How adult fly testes keep from changing into ovaries
New research in flies shows how cells in adult reproductive organs maintain their sexual identity. The study, publishing online on November 13 in the Cell Press journal Developmental Cell, also identified a mutation that can switch the cells' sexual identity. The findings could lead to new insights on how to alter cells for therapeutic purposes.
Sperm and eggs are made from germ cells, but instructions from their neighboring support cells—called somatic cells—are also essential for their development. By studying the formation of sperm in fruit flies, which is remarkably similar to the process that occurs in people, investigators serendipitously found a mutation that gave testes a very unusual appearance. "Rather than becoming sperm, germ cells were stuck at an early stage, and they were surrounded by support cells that looked suspiciously like those belonging in an ovary," says senior author Dr. Erika Matunis of The Johns Hopkins School of Medicine. Her research team found that the mutation blocked the function of a specific gene in the stem cells that becomes support cells in the testis, causing the fruit flies to change from a male to a female identity.
The research is the first to show that adult stem cells actively maintain their sexual identity. The mutation the investigators found causes the stem cells in males to switch their sexual identities and start making support cells that belong in the ovary. This ultimately derails the production of sperm. "The molecules that govern this process are highly conserved, which suggests that similar mechanisms could operate in human testes," says Matunis.
The changes seen in this study are an example of transdifferentiation, or the conversion from one cell type to another.
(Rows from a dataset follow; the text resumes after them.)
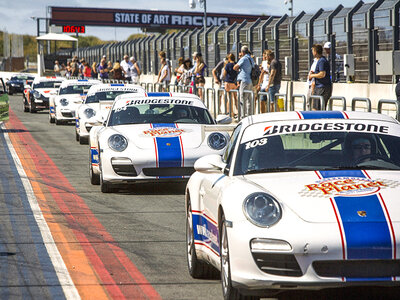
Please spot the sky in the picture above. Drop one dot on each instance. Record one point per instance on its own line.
(16, 15)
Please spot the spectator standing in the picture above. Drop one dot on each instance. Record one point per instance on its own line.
(164, 76)
(103, 70)
(126, 65)
(199, 74)
(275, 78)
(87, 71)
(117, 71)
(263, 81)
(230, 75)
(57, 68)
(94, 72)
(135, 71)
(323, 84)
(244, 67)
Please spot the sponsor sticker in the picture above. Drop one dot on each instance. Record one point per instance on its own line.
(345, 186)
(163, 132)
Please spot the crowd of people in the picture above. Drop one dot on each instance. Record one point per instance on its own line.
(128, 69)
(240, 79)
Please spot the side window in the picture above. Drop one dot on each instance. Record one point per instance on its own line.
(231, 145)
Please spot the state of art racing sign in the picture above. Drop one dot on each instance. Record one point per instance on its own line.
(142, 18)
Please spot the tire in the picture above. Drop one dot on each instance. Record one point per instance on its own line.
(228, 291)
(197, 269)
(94, 178)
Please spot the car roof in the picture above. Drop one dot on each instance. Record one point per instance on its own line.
(66, 83)
(48, 78)
(317, 115)
(162, 98)
(114, 87)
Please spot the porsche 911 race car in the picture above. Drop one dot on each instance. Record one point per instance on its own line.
(299, 200)
(156, 136)
(62, 107)
(37, 96)
(17, 83)
(97, 105)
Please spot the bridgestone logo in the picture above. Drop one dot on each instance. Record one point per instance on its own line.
(160, 101)
(325, 127)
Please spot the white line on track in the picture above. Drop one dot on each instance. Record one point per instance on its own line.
(61, 270)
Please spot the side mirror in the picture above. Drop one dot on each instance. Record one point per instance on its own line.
(209, 163)
(223, 119)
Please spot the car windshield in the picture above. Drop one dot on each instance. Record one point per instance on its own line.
(318, 151)
(46, 84)
(104, 96)
(160, 113)
(74, 89)
(21, 77)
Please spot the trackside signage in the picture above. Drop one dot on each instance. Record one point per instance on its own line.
(142, 18)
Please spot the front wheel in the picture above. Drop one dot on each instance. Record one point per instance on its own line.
(228, 291)
(197, 268)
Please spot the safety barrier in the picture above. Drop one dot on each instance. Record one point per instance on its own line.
(331, 99)
(293, 104)
(387, 101)
(367, 101)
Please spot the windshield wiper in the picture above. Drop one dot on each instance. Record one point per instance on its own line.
(276, 169)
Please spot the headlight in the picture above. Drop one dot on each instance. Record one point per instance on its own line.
(89, 112)
(117, 142)
(64, 102)
(36, 94)
(262, 209)
(217, 141)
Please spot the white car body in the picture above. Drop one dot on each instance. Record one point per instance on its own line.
(38, 97)
(100, 108)
(334, 225)
(155, 151)
(63, 106)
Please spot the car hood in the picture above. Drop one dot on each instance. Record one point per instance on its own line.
(319, 196)
(144, 136)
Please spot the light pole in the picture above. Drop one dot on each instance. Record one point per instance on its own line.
(291, 6)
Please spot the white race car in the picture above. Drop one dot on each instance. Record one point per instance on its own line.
(36, 97)
(62, 107)
(156, 136)
(97, 105)
(299, 200)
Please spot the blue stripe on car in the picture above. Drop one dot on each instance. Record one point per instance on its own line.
(366, 237)
(307, 115)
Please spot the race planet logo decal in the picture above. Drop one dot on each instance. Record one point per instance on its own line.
(358, 127)
(163, 132)
(338, 186)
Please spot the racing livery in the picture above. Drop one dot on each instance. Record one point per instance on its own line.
(299, 200)
(62, 107)
(96, 106)
(37, 96)
(150, 137)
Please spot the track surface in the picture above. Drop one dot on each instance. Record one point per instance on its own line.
(129, 244)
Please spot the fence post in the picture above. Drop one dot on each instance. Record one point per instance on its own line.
(331, 99)
(302, 97)
(359, 99)
(387, 101)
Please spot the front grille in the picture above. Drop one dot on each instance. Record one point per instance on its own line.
(357, 268)
(124, 170)
(278, 264)
(186, 171)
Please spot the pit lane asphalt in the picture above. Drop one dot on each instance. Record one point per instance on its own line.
(148, 222)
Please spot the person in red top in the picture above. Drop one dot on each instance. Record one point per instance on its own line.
(87, 71)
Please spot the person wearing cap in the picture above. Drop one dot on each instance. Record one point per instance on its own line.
(322, 75)
(127, 66)
(135, 71)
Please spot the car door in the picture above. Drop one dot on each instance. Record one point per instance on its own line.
(4, 104)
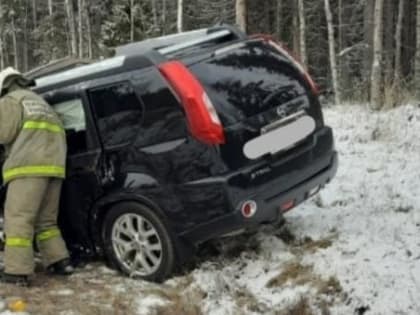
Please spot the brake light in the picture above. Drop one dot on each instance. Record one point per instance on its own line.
(293, 58)
(203, 121)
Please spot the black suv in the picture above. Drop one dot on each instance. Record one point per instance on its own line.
(184, 138)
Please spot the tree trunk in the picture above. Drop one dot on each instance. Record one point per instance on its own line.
(241, 14)
(163, 16)
(389, 30)
(80, 4)
(368, 32)
(14, 41)
(279, 19)
(398, 42)
(131, 20)
(302, 32)
(2, 63)
(295, 28)
(376, 77)
(34, 13)
(417, 58)
(180, 16)
(333, 61)
(25, 41)
(154, 14)
(50, 7)
(86, 10)
(72, 27)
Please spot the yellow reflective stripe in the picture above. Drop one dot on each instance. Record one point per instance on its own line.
(18, 242)
(44, 125)
(48, 234)
(45, 170)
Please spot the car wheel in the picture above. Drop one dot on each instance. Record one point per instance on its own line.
(137, 241)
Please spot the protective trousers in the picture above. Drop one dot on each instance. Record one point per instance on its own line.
(31, 209)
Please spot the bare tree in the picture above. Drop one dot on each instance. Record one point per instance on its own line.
(302, 31)
(417, 57)
(34, 13)
(131, 20)
(50, 7)
(398, 42)
(72, 26)
(279, 18)
(80, 5)
(86, 9)
(180, 16)
(2, 63)
(333, 60)
(241, 14)
(376, 77)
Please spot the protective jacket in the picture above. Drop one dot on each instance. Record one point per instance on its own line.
(33, 137)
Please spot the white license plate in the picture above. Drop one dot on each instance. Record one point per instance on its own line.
(280, 139)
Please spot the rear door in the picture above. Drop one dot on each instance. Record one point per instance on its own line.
(254, 86)
(84, 178)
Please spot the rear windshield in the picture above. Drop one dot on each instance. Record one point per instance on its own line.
(248, 80)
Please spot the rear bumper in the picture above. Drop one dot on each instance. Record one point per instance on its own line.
(296, 185)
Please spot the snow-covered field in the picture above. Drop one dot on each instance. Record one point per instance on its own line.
(353, 249)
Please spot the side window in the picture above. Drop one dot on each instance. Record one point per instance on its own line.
(119, 113)
(73, 117)
(72, 114)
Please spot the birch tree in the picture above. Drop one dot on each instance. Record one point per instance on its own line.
(302, 31)
(2, 63)
(50, 7)
(398, 42)
(332, 53)
(86, 10)
(80, 5)
(180, 16)
(376, 76)
(72, 27)
(131, 20)
(14, 41)
(241, 14)
(417, 57)
(279, 18)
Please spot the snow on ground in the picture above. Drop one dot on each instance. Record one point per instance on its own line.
(353, 249)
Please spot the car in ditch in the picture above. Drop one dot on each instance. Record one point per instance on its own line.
(181, 139)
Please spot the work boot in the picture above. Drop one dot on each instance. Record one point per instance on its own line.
(19, 280)
(62, 268)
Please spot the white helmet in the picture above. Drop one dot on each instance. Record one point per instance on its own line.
(10, 72)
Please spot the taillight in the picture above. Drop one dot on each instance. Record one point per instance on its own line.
(285, 51)
(203, 121)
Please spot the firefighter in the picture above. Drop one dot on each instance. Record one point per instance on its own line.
(34, 169)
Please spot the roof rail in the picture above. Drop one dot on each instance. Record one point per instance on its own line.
(172, 43)
(56, 66)
(76, 72)
(207, 38)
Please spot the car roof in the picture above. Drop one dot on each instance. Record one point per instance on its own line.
(128, 57)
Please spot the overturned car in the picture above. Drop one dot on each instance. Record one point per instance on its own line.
(184, 138)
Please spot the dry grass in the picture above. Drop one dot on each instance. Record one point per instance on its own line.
(293, 272)
(302, 307)
(180, 302)
(245, 300)
(331, 286)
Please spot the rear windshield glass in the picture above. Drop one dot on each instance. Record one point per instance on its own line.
(248, 80)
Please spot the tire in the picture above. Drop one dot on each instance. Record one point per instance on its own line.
(137, 242)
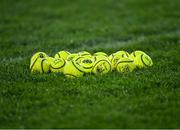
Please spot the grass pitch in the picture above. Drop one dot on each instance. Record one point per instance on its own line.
(147, 98)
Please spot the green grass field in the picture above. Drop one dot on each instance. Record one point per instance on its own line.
(147, 98)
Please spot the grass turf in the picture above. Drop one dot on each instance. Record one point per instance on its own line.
(147, 98)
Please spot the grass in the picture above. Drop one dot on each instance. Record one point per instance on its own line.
(147, 98)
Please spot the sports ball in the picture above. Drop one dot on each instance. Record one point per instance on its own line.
(57, 65)
(100, 54)
(84, 53)
(36, 56)
(40, 65)
(125, 65)
(72, 56)
(116, 56)
(73, 69)
(62, 54)
(101, 65)
(134, 54)
(143, 61)
(50, 59)
(86, 62)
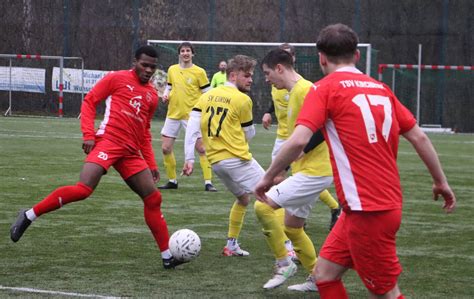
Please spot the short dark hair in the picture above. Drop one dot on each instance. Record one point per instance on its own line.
(338, 42)
(278, 56)
(187, 45)
(147, 50)
(240, 63)
(289, 48)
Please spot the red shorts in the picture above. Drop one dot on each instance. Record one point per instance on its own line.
(126, 162)
(366, 242)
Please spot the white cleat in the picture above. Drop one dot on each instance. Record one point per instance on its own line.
(307, 286)
(282, 273)
(234, 252)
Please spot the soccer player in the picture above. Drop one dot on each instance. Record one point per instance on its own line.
(361, 120)
(186, 83)
(123, 141)
(312, 172)
(224, 116)
(280, 98)
(220, 77)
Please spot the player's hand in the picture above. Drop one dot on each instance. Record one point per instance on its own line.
(87, 146)
(165, 99)
(188, 168)
(156, 175)
(266, 120)
(262, 187)
(449, 199)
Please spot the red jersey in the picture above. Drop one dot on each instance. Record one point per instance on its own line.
(361, 120)
(130, 106)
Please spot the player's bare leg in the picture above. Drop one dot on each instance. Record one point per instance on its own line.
(167, 145)
(142, 184)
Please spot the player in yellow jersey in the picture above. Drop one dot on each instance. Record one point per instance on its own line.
(311, 172)
(280, 99)
(186, 83)
(224, 117)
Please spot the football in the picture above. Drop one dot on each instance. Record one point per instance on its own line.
(185, 245)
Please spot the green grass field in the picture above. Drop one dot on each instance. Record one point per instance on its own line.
(101, 246)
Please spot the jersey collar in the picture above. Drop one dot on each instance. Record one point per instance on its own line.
(349, 69)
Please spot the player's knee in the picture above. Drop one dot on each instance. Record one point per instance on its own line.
(153, 201)
(83, 191)
(167, 149)
(261, 209)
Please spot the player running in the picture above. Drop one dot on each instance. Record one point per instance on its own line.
(123, 141)
(186, 83)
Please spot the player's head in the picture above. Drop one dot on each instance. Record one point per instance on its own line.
(337, 44)
(222, 66)
(275, 64)
(185, 51)
(240, 71)
(290, 49)
(146, 59)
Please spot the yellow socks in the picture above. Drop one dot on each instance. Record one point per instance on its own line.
(272, 229)
(170, 166)
(206, 167)
(327, 198)
(303, 246)
(236, 220)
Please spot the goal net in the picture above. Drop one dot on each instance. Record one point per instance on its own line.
(209, 54)
(445, 93)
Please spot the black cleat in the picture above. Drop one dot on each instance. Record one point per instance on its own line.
(169, 185)
(335, 213)
(210, 188)
(18, 228)
(171, 263)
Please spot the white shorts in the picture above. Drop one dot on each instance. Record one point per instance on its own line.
(276, 147)
(298, 193)
(172, 127)
(239, 176)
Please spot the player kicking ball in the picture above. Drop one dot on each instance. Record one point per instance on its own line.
(123, 141)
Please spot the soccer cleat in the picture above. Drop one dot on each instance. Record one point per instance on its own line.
(171, 263)
(234, 252)
(169, 185)
(18, 228)
(308, 286)
(335, 213)
(293, 256)
(281, 274)
(210, 188)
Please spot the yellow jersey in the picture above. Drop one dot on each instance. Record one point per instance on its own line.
(186, 85)
(315, 162)
(224, 112)
(280, 99)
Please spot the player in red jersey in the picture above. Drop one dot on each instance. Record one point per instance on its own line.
(361, 120)
(123, 141)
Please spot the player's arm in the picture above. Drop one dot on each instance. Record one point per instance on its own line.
(289, 152)
(147, 147)
(267, 116)
(193, 132)
(98, 93)
(427, 153)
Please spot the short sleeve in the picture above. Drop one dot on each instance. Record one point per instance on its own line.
(314, 112)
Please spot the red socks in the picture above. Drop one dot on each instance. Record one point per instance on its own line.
(332, 289)
(62, 196)
(155, 220)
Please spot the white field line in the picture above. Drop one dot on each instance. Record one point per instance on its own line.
(31, 290)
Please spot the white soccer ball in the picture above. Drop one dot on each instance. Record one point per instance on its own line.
(185, 245)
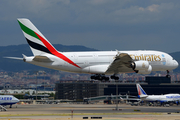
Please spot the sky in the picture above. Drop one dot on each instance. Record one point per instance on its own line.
(99, 24)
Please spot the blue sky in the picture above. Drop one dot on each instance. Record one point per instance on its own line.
(99, 24)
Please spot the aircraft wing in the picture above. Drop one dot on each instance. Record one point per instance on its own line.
(121, 63)
(42, 59)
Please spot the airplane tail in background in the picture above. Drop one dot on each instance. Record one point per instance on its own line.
(141, 92)
(37, 42)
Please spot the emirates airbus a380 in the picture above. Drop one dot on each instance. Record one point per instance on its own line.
(99, 63)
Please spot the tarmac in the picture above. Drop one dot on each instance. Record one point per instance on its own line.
(66, 111)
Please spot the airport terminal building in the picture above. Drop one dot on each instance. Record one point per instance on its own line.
(77, 90)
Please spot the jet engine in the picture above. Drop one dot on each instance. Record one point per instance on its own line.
(141, 67)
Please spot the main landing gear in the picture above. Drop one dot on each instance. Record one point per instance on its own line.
(100, 77)
(168, 76)
(103, 77)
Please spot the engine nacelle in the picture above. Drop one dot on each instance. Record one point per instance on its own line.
(148, 71)
(140, 65)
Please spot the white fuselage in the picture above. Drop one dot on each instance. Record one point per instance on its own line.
(98, 62)
(163, 98)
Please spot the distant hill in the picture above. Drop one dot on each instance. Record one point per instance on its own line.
(18, 50)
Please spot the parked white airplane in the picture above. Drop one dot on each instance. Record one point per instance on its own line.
(7, 100)
(157, 98)
(99, 63)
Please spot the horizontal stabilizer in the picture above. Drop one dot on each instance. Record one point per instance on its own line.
(42, 59)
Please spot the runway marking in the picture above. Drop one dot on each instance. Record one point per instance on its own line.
(76, 114)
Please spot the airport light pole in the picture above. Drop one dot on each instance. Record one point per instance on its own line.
(36, 85)
(44, 84)
(116, 94)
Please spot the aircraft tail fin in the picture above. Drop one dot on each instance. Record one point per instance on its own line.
(36, 40)
(141, 92)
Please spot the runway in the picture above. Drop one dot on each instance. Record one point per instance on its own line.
(107, 112)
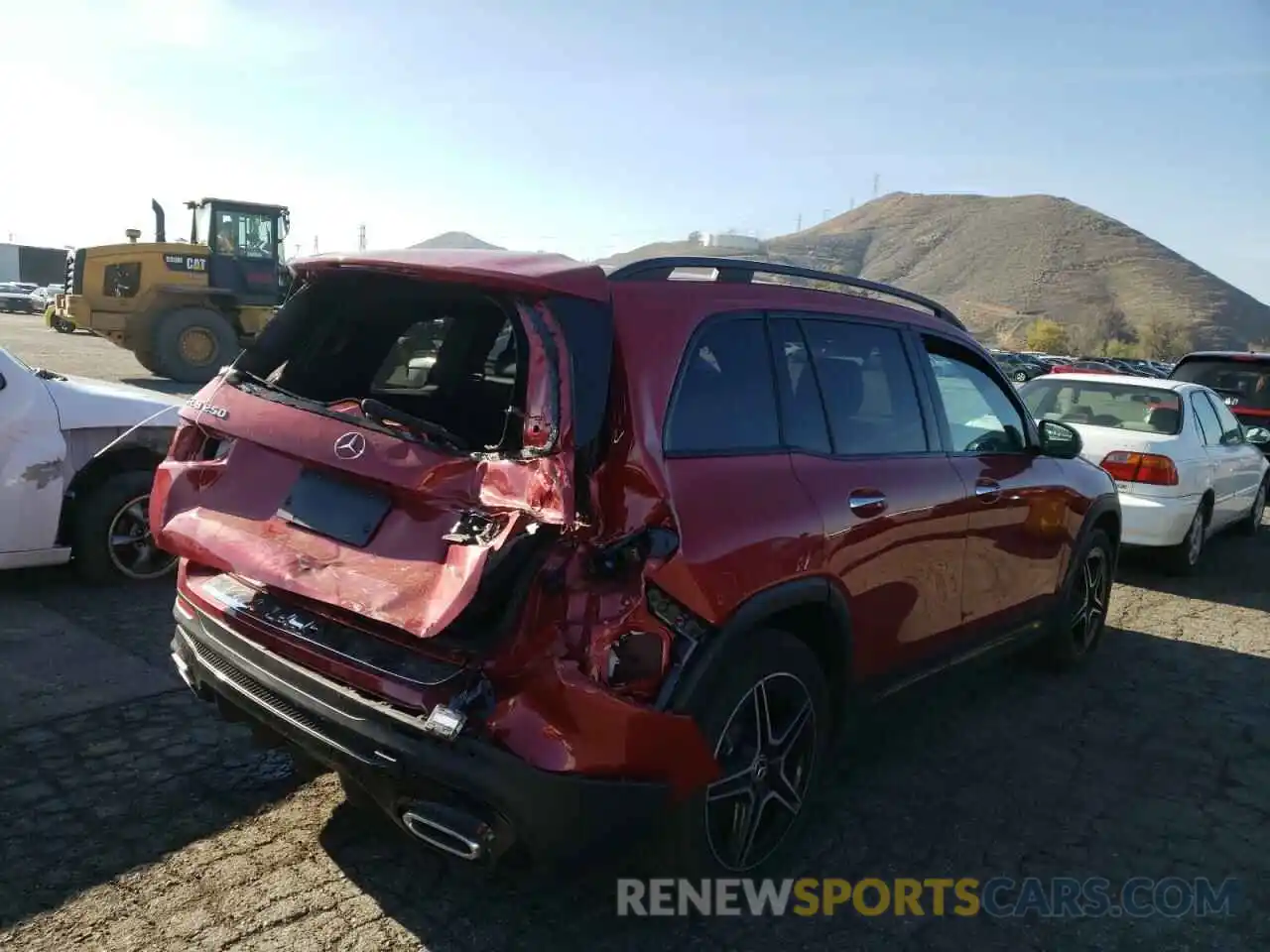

The topic is of considerable interest because promoting transdifferentiation in a directed manner may be useful for regenerating damaged organs or tissues. Doing so will require a thorough understanding of how cell fate conversions are regulated. "We are excited to have a powerful genetic system for studying transdifferentiation of stem cells at the mechanistic level," says Matunis. The research might also provide insights into how cells transform from a normal state to a cancerous one.